Henry H. Hohenschild (June 2, 1862 – February 3, 1928), also known as H.H. Hohenschild, was an architect based in Rolla, Missouri, USA. He was born in St. Louis, and educated in the city's public schools. Hohenschild moved to Rolla in 1881, where he established an architectural practice designing public and residential buildings. He was elected to the Missouri Senate in 1896. In 1899 was appointed State Architect by Governor Lon V. Stephens which involved the architect in designing several state buildings including some at the state penitentiary. In addition to 10 county courthouses, he designed several buildings for the School of Mines (now the Missouri University of Science and Technology), the State Mental Institution in Farmington (1901), the Tuberculosis Sanitarium in Mount Vernon, Missouri (1905), and the temporary state capitol building in Jefferson City in 1912. He died on February 3, 1928, in St. Louis from a heart condition.

==Selected works==
- 1900: Administration Building, Missouri State Fruit Experiment Station, N of Mountain Grove off MO 60 Mountain Grove, Missouri, listed on the National Register of Historic Places in 1979.
- 1903: North Ward School, 201 W. Locust St., Bolivar, Missouri, listed on the National Register of Historic Places in 2011.

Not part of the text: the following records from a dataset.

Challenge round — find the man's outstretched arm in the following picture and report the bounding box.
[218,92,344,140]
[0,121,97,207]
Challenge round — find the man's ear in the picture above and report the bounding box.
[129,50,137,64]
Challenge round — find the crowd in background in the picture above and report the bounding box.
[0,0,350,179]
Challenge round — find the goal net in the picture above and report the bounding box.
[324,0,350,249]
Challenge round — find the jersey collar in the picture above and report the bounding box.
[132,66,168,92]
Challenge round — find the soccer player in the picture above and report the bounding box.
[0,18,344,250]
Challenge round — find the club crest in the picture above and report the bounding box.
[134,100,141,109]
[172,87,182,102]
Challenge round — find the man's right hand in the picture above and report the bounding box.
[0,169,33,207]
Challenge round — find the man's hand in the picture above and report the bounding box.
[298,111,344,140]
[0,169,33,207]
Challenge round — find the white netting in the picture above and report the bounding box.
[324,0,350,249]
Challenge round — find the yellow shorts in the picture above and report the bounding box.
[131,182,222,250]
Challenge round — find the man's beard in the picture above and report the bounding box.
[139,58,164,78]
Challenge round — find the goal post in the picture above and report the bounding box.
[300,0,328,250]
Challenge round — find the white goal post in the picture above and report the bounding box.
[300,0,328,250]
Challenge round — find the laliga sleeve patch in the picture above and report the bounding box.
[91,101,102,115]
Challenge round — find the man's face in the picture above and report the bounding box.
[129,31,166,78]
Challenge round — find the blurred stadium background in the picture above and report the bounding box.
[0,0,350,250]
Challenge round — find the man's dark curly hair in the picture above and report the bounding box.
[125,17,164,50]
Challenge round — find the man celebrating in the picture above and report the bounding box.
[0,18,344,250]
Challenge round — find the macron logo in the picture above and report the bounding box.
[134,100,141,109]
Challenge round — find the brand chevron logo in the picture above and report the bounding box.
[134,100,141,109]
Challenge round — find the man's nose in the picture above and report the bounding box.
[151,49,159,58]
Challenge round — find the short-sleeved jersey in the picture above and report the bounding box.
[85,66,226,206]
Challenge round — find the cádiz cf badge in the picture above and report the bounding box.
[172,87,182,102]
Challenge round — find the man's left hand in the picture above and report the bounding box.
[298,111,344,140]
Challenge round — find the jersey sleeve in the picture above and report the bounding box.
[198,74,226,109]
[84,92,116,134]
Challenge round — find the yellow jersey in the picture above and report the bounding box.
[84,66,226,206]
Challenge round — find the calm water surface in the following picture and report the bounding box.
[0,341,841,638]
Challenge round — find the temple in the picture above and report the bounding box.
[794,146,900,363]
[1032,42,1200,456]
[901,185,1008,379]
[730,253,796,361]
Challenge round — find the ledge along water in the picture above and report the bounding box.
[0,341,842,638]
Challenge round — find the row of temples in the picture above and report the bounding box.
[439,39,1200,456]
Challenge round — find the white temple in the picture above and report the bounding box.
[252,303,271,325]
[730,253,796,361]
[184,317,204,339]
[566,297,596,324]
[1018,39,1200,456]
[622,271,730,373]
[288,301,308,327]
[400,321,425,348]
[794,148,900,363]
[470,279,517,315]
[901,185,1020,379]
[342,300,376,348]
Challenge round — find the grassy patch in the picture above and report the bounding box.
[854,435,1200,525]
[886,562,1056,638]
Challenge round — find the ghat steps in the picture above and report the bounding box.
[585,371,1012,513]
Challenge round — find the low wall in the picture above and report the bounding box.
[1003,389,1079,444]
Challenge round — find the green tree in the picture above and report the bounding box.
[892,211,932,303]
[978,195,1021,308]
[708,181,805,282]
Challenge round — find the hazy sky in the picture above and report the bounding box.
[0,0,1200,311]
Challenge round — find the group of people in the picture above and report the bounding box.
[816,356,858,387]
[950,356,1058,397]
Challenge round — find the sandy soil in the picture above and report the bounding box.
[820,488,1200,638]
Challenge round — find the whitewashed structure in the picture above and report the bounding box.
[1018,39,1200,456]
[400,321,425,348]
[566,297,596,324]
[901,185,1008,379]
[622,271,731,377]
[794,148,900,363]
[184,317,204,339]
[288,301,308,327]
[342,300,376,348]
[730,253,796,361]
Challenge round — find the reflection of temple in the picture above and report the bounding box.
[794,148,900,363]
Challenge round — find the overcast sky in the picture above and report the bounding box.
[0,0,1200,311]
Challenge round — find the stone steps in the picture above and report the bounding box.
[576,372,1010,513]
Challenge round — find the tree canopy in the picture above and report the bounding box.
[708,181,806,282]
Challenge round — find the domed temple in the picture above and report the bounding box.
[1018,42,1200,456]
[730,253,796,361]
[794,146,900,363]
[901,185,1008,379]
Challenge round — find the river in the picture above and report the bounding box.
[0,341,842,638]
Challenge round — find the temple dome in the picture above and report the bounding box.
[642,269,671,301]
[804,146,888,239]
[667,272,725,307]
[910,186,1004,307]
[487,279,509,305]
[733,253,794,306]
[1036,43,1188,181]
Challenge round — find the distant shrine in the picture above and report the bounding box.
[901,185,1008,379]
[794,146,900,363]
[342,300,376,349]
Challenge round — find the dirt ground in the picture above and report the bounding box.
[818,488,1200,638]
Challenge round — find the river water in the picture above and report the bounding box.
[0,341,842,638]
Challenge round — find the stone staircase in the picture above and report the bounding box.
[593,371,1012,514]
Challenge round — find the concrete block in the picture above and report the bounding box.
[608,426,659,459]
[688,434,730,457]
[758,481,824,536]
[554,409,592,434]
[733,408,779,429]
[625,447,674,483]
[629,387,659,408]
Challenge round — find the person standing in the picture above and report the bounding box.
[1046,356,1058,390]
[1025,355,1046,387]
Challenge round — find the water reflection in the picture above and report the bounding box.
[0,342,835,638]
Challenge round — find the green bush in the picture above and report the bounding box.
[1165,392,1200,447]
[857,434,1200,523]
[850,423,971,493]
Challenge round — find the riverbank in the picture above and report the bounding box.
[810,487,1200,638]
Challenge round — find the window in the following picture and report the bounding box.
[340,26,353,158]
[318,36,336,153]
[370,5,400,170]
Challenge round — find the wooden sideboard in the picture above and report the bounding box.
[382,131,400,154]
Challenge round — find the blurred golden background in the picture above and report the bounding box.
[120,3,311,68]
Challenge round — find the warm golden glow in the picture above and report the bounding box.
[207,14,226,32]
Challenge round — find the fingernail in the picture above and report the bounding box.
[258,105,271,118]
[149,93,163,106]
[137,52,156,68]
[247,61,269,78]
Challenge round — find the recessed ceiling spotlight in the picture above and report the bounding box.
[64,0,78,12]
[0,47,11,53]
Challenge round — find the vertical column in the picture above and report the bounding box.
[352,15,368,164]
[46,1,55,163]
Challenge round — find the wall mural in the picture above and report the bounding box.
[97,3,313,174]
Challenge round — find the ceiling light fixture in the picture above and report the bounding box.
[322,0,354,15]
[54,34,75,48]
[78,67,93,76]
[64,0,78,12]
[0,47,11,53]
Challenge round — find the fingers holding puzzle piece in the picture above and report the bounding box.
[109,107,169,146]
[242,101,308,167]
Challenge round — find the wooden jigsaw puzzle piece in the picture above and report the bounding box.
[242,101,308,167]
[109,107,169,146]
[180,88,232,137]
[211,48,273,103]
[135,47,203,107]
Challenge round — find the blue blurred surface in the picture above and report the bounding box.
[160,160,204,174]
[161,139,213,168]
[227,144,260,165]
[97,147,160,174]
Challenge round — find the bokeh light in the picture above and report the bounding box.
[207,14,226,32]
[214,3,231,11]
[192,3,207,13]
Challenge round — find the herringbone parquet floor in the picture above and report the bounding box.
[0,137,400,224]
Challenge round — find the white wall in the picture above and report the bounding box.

- 1903: Pulaski County Courthouse, Courthouse Sq. Waynesville, Missouri, listed on the National Register of Historic Places in 1983.
- 1904: Ralph E. Burley House, 389 S. Adams Ave. Lebanon, Missouri, listed on the National Register of Historic Places in 1994.
- 1908: Washington County Courthouse, 102 N. Missouri St., Potosi, Missouri, listed on the National Register of Historic Places in 2011.
- 1912: Scott County Courthouse, 131 S. Winchester St. Benton, Missouri, listed on the National Register of Historic Places in 1983.
- 1913: Christian County Courthouse in the Ozark Courthouse Square Historic District, Portions of 2nd. Ave., Church, Elm, and 2nd Sts. on the Courthouse Square Ozark, Missouri, listed on the National Register of Historic Places in 1979.